It made me think about the near total absence of Indian philanthropists (if you were to stack up the number of philanthropists, against the number of Indian billionaires, then you will get the picture). Of course, philanthropy in India means setting up schools or temples in the name of family members. Philanthropy is more of an ego-boosting exercise. The rich in India seldom open their wallets, but to build collections of jewellery, fast cars, yachts, private jets and ostentatious farm houses.

While on a drive down the Mattanchery Bazar road, I saw yet another heritage structure brought down by moneybags, and it brought back memories. I began wondering how they are able to execute their wishes with impunity. Isn’t there any policy that protects the heritage zone? Kochi and Mattanchery area have been declared as heritage zones by the UNESCO. And, just the other day, I was reading about how a new project, commissioned by the Foundation for Jewish Heritage, has identified synagogues built before the second World War, from Cork in Ireland in the west to Vladivostok in Russia in the east. Each has been catalogued with construction dates and materials, the Jewish community it served, its present use and condition, and a “significance rating”. Simon Schama will launch the project with the backing of more than 40 high-profile supporters including architect Daniel Libeskind, television newsreader Natasha Kaplinsky and artist Anish Kapoor. Such a thing is possible only if we have an idea of what our heritage is, and only if we look beyond immediate short-term gains.

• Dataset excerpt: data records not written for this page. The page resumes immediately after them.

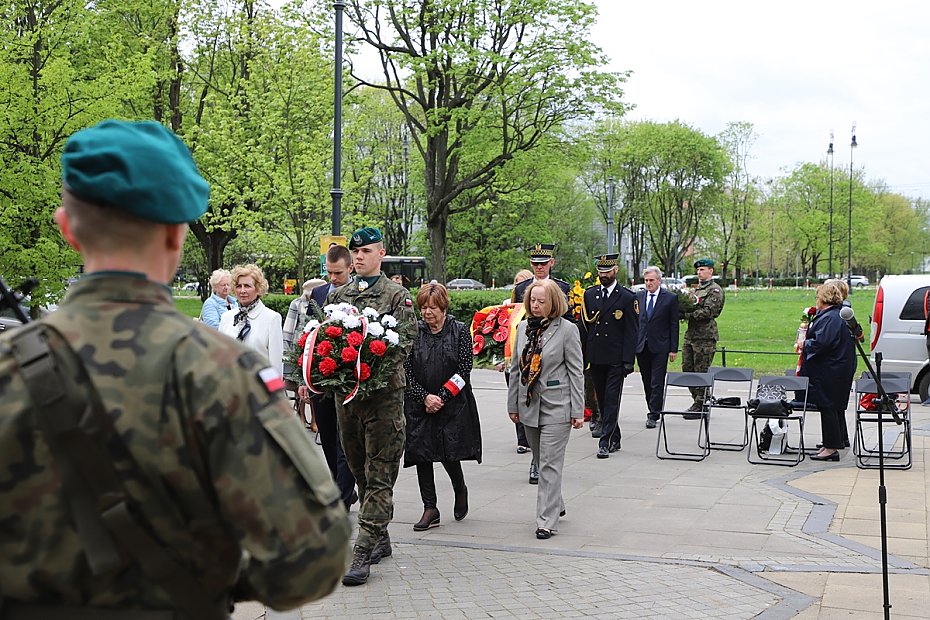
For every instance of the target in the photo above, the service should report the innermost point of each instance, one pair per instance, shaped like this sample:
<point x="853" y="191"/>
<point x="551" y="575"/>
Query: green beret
<point x="365" y="236"/>
<point x="141" y="168"/>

I have had the good luck to meet incredible people whose passion, intuition and inquisitiveness have taken them to their desired destinations. One such person is the 84-year-old Lady Helen Hamlyn. I met her last week. She was one of the first fashion designers to pass out from the Royal College of Art in 1963. And, now she preserves, protects and funds conservation. Three of the projects are in India: the Reis Magos Fort in Goa, the Nagaur Fort in Rajasthan and the Chittoor Palace in Kerala. Apparently she spots these places on her own, and is not approached by anyone in India or abroad. Altruists walk alone.